Despite quite a bit of snow and a big job change, I was equally psyched to get selected to return to State of the Net to give a second lightning talk on the future of search. Full video is above and my original remarks are below.

Fixing Search with Index Access

Internet search is a fundamental utility for how we navigate the web. Search is such basic functionality that we often take it for granted, even as we use it day after day to answer questions and seek advice. But, we may be on the verge of a revolution in what internet users expect from search.

Search Is Evolving

This is where I hype everyone up about how AI will change search. Google’s CEO recently suggested that Google will “change profoundly” this year. OpenAI has launched SearchGPT; Perplexity proposes to be an “answer engine.” At DuckDuckGo, we also have a suite of private AI tools. 

But this isn’t a talk about AI; this is a talk about the value of web indexes and how access to Google’s index could be an important unlock for improving search competition and access to information.

An essential ingredient for AI-based search tools is real-time information that comes from an index. Search is powered by a robust index of digital content that is crawled, sorted, and able to be returned to users in response to a query.

A sudden shift to large language models or generative AI does not change this. Instead, the rise of LLMs and genAI has made web indexes even more valuable. Without access to an index, an AI’s “knowledge” is limited to what an LLM is trained on.

“Biden Is the President”?

While web indexes have long powered search, their role in AI is less appreciated. Indexes are used to “ground” the LLM and ensure they provide up to date info. For example, without a search index, an LLM may not be able to answer timely questions like who’s the president of the United States? 

Techniques like “retrieval augmented generation” or RAG are terms to pay attention to. RAG is important because it combines the reasoning capabilities of an LLM with search’s ability to fetch information, ensuring that LLMs can pull in new information after any training cut off date. Instead of retraining an LLM on all of this indexed data, it can just harness a web index itself. 

RAG is less expensive, and importantly for users, can also reduce the incidence of hallucinations and simultaneously increase cited reference sources, addressing some of the “buyer beware” messaging around LLMs. There is a huge opportunity here for innovation in search, but also a big risk when it comes to lock-in and market competition.

LLM Competition v. Index Monopoly

The two most reliable and extensive web indexes that are available to license are from Google and Microsoft. There are few other options. This stands in sharp contrast to the amount of LLMs available. Lots of differentiation in LLMs, but much less so in terms of accessible web indexes they can leverage. 

That means a company like Google can continue leveraging their monopoly in search to carry over into AI. Many critics of ongoing antitrust investigations into Google point to AI as evidence of robust competition, but that may miss the forest for the trees.
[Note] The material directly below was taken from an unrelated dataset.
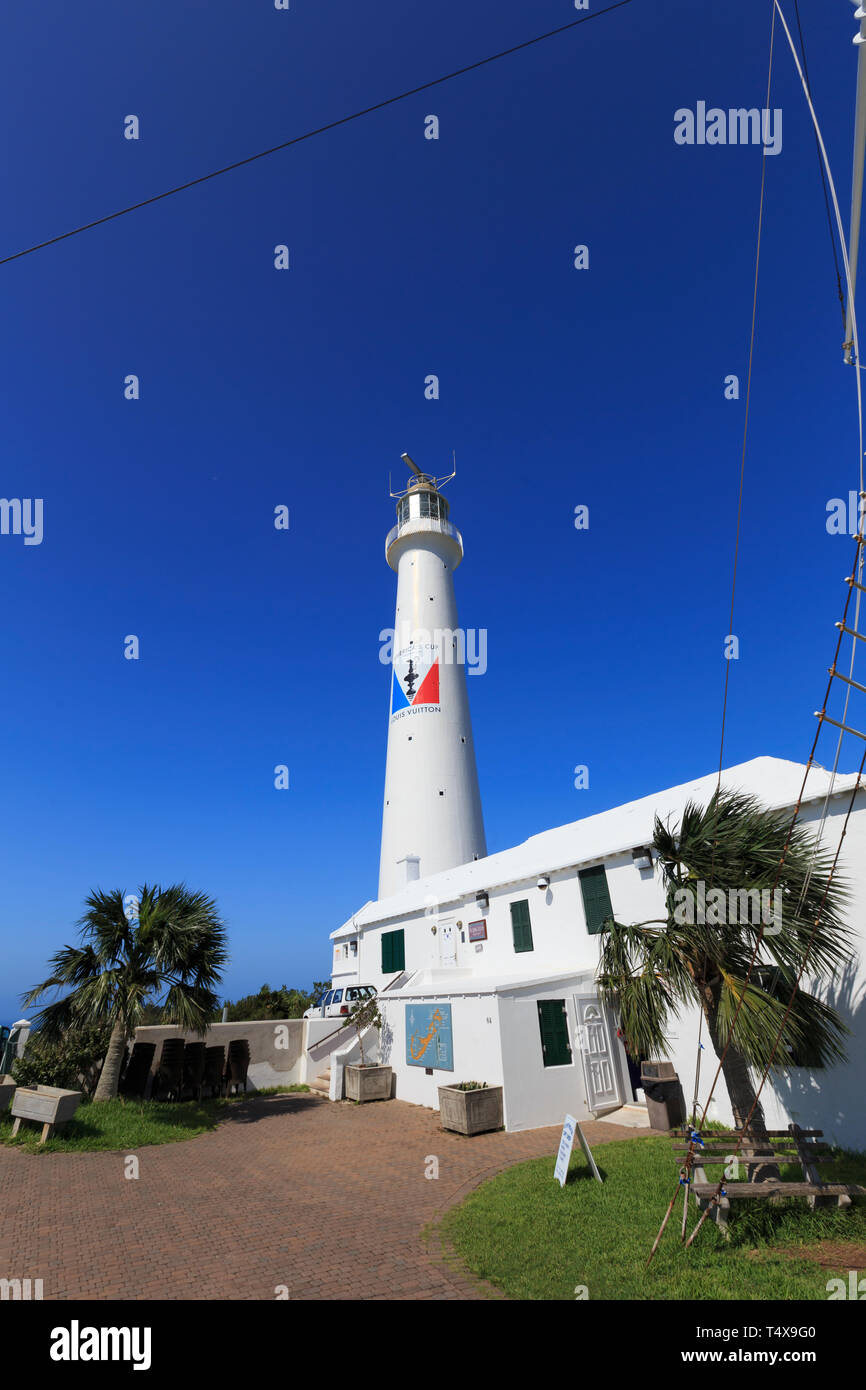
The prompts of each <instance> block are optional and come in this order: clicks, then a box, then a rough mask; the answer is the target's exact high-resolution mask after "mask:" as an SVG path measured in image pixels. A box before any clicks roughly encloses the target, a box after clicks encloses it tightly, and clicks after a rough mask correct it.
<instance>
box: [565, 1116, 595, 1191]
mask: <svg viewBox="0 0 866 1390" xmlns="http://www.w3.org/2000/svg"><path fill="white" fill-rule="evenodd" d="M575 1134H577V1137H578V1140H580V1145H581V1148H582V1151H584V1155H585V1159H587V1162H588V1165H589V1172H591V1173H592V1176H594V1177H595V1180H596V1181H599V1183H603V1181H605V1179H603V1177H602V1175H601V1173H599V1170H598V1168H596V1163H595V1159H594V1156H592V1150H591V1148H589V1145H588V1144H587V1138H585V1136H584V1131H582V1129H581V1127H580V1125H578V1123H577V1120H575V1119H574V1116H573V1115H566V1122H564V1125H563V1133H562V1138H560V1141H559V1152H557V1155H556V1168H555V1169H553V1177H555V1179H556V1181H557V1183H559V1186H560V1187H564V1186H566V1177H567V1176H569V1159H570V1158H571V1150H573V1148H574V1136H575Z"/></svg>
Take for example, “Grounding with Google Search,” a Gemini product which already demonstrates how a web index can be an important way to improve accuracy and recency of responses in a separate AI service. 

The most fierce competition in search will be over who can combine AI and a web index into the best user experience that leverages the best of both. That’s the future of search.
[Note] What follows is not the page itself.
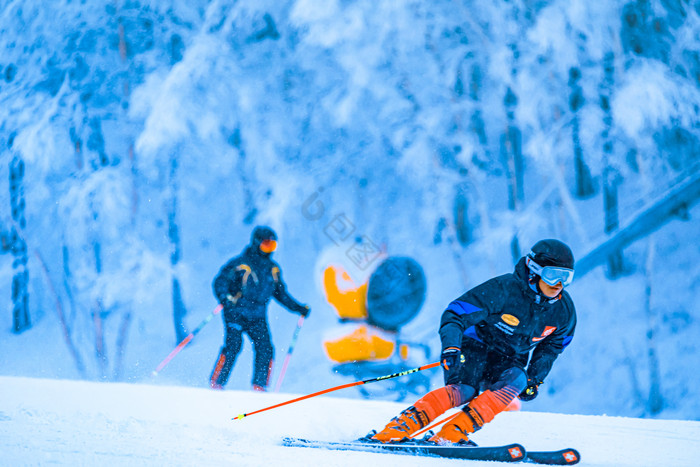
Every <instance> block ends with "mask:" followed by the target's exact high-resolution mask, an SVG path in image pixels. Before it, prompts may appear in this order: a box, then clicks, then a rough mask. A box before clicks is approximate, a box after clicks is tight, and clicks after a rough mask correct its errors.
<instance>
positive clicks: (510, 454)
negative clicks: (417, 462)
mask: <svg viewBox="0 0 700 467" xmlns="http://www.w3.org/2000/svg"><path fill="white" fill-rule="evenodd" d="M282 445H283V446H290V447H305V448H318V449H330V450H334V451H364V452H389V453H394V454H408V455H414V456H433V457H449V458H453V459H466V460H481V461H499V462H520V461H523V462H527V463H531V464H545V465H574V464H578V463H579V461H580V460H581V456H580V455H579V453H578V451H577V450H576V449H572V448H569V449H562V450H560V451H527V450H526V449H525V448H524V447H523V446H522V445H521V444H518V443H513V444H506V445H504V446H438V445H435V444H426V443H425V442H421V441H405V442H399V443H388V444H385V443H372V442H364V441H354V442H336V441H315V440H309V439H303V438H284V439H283V440H282Z"/></svg>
Google’s sheer size gives its index and search results a leg up, but there is ample evidence that Google’s search results are getting worse. What explains this discrepancy? It is not that Google’s index is getting worse, but rather that the company’s own decisions to maximize profits and attention may have impacted what is shown and elevated in search results. 

A Remedy Proposal

This has implications for how everyone experiences search, and it suggests that other entities — DuckDuckGo, AI companies, and startups — have an opportunity to create differentiated and unique search experiences that are tailored to different internet users. We need to decouple Google’s index from Google’s search results. I am not the only person to say this. 
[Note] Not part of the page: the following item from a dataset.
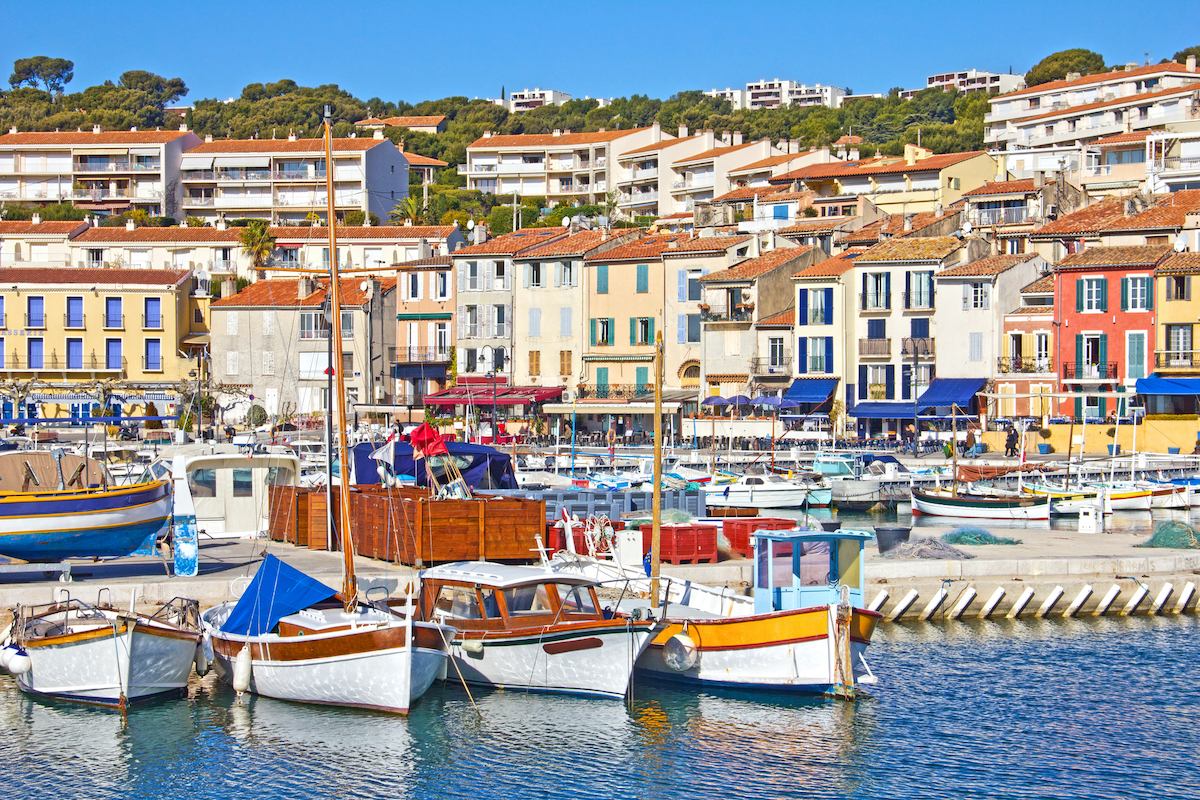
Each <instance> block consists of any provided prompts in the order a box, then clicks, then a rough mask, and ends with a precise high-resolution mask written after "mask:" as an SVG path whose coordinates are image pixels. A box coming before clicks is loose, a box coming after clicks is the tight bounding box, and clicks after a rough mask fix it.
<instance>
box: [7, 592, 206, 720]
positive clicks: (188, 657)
mask: <svg viewBox="0 0 1200 800" xmlns="http://www.w3.org/2000/svg"><path fill="white" fill-rule="evenodd" d="M131 604H132V603H131ZM199 639H200V624H199V606H198V604H197V602H196V601H194V600H184V599H180V597H176V599H174V600H172V601H170V602H169V603H166V604H163V606H162V607H161V608H158V610H156V612H155V613H154V614H138V613H133V612H132V610H120V609H118V608H114V607H113V606H112V604H101V603H97V604H95V606H91V604H88V603H85V602H83V601H80V600H76V599H71V600H67V601H64V602H56V603H49V604H44V606H18V607H17V608H16V610H14V612H13V625H12V628H11V642H10V644H7V645H6V648H5V651H4V652H2V654H0V663H4V666H5V667H6V668H7V669H8V670H10V672H12V673H13V674H14V675H16V678H17V686H18V687H19V688H20V690H22V691H23V692H28V693H30V694H41V696H43V697H52V698H56V699H66V700H79V702H83V703H95V704H100V705H118V706H124V705H125V704H127V703H133V702H136V700H143V699H148V698H151V697H156V696H160V694H163V693H168V692H178V691H181V690H186V688H187V678H188V675H190V673H191V672H192V663H193V661H194V660H196V658H197V643H198V642H199Z"/></svg>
No less than the Department of Justice has proposed making Google’s Search Index available to competitors in order “to remove barriers to entry, pry open the monopolized markets to competition, and deprive Google of the fruits” of its monopoly. (Unfortunately, getting into the minutia of licensing a web index and discussing RAG is not nearly as headline grabbing as “break-up Google.”)

This remedy also doesn’t punish Google so much as it prioritizes unlocking competition. If any search provider or AI start up could gain access to Google’s search index at marginal cost, it would allow different services to prioritize privacy, design, and UX/UI customization with the same high-quality information. 

Wrapping Up

Imagine a search engine that allows you to tweak its ranking algorithms to prioritize different factors:

Perhaps you want results that emphasize privacy, or that highlight diverse and underrepresented voices, or that surface the most up-to-date information on a breaking news story? 

Rather than being confined to filter bubbles created by opaque algorithms, users could customize their search experience to align with their own values and priorities.

Or picture a search tools that give people unprecedented transparency into how results are ranked and ordered. Rather than accepting a search engine’s decisions at face value, anyone could dive into the underlying logic and see exactly why certain results were surfaced. This level of algorithmic accountability could foster greater trust and empower users to make more informed decisions about the information they consume.

We are on the cusp of a potential revolution in online search. It’s not just the emergence of AI tools but access to robust web indexes that will shape the future of how we find information online. By decoupling Google’s index from its search results, we can unlock a universe of innovative search experiences that empower users to search on their own terms.